Hosni Moubarak a du sang sur les mains
« Il pousse son peuple à s’entretuer pour sauver sa peau », crache par terre, Osman, 21 ans, le visage en sang. Telle est sans doute la seule morale du Bloody wednesday, hier, au Caire. Officiellement, pourtant, on demande toujours ici aux Egyptiens de se contenter de la version de la télévision d’Etat. Spontanément, une masse immense – jusque-là si silencieuse pourtant – se serait levée. Comme un seul homme. Pour aller soutenir son cher général-pharaon.

Dans le taxi qui nous ramène de Kheops où le chaos touristique règne1, Ali, notre chauffeur, n’en revient pas. Au courant, il l’était que le parti unique avait appelé ses partisans à descendre dans la rue. « On a reçu des SMS. On sait pas de qui. Mais ils ne seront pas très nombreux. Tout le monde veut que Moubarak dégage », se marre Ali. Et puis, son téléphone soudain carillonne comme un fou. Ali vire blême. « Ils vont être des dizaines de milliers ! »
Drapeau rouge sang à l’effigie du raïs
Il a raison Ali. Il est 10 heures à peine. De chaque quartier, notamment des bidonvilles, des petits groupes dévalent. L’effigie de Moubarak comme seul drapeau. Embouteillage monstre. Le parti unique est encore efficace...
A moins que le « miraculeux » retour des connexions Internet en soit la cause. Jusqu’à présent bloqué pour bâillonner la « faceboocratie » de la jeunesse égyptienne, le Net est rebooté. Etrange coïncidence qui n’en saurait être une. Le Net retrouvé est la cause de ce flot qui grossit. Grossit. D’abord festif : concert d’avertisseurs sonores ; puis tendu, très tendu : il ne fait plus bon être subitement journaliste étranger. Molestés puis arrêtés, nos confrères de FedePhoto sont les premiers à en faire les frais. Et enfin monstrueux. Terrifiant.
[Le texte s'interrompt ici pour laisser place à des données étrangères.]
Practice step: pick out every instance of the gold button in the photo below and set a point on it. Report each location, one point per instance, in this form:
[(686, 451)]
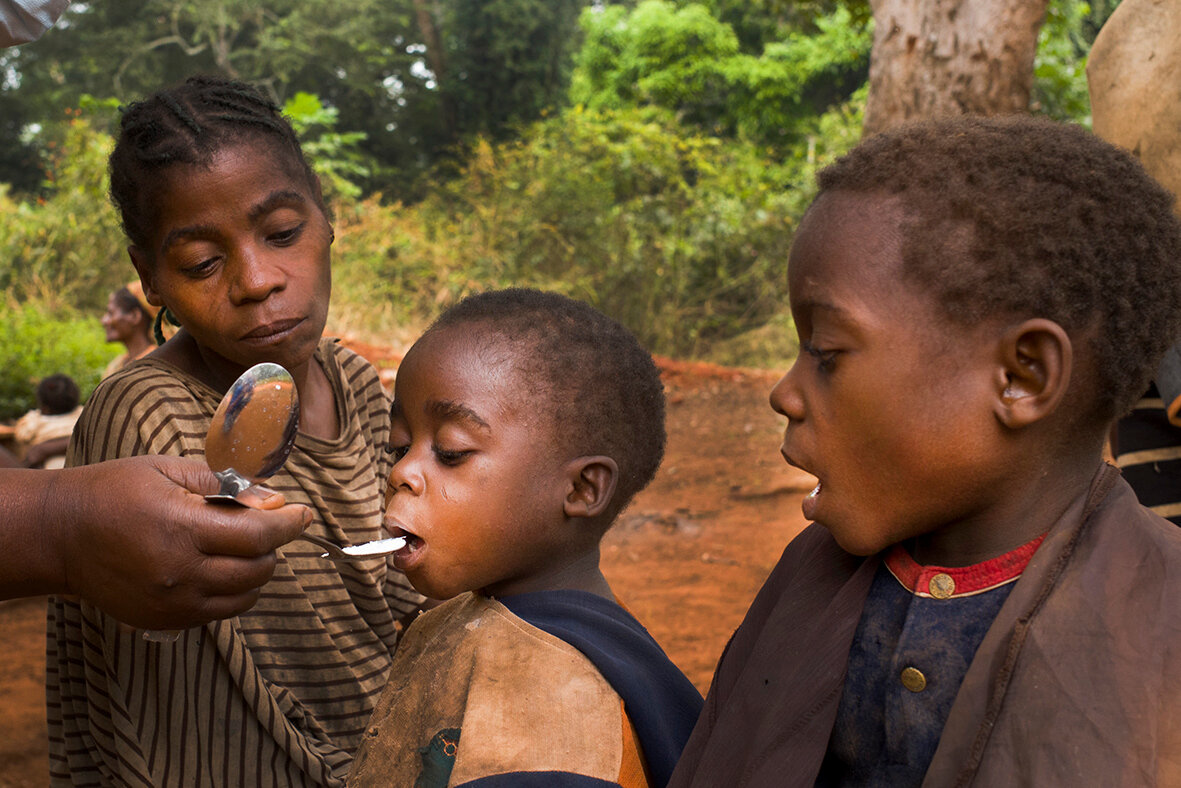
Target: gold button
[(941, 586), (913, 679)]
La contre-manifestation dictatoriale ne sera pas pacifique. Qui pouvait le croire ? Personne. Moubarak le premier dans son palais doré où il s’accroche au pouvoir. Tout comme les milliers de militaires qui quadrillent la cité avec leurs tanks et ont transformé la place de la révolte en un effrayant piège à rats. Accès barrés, issues réduites à des trous de souris... que la plus laxiste des commissions de sécurité condamnerait, fût-ce pour la sortie de secours d’un petit cinéma de quartier...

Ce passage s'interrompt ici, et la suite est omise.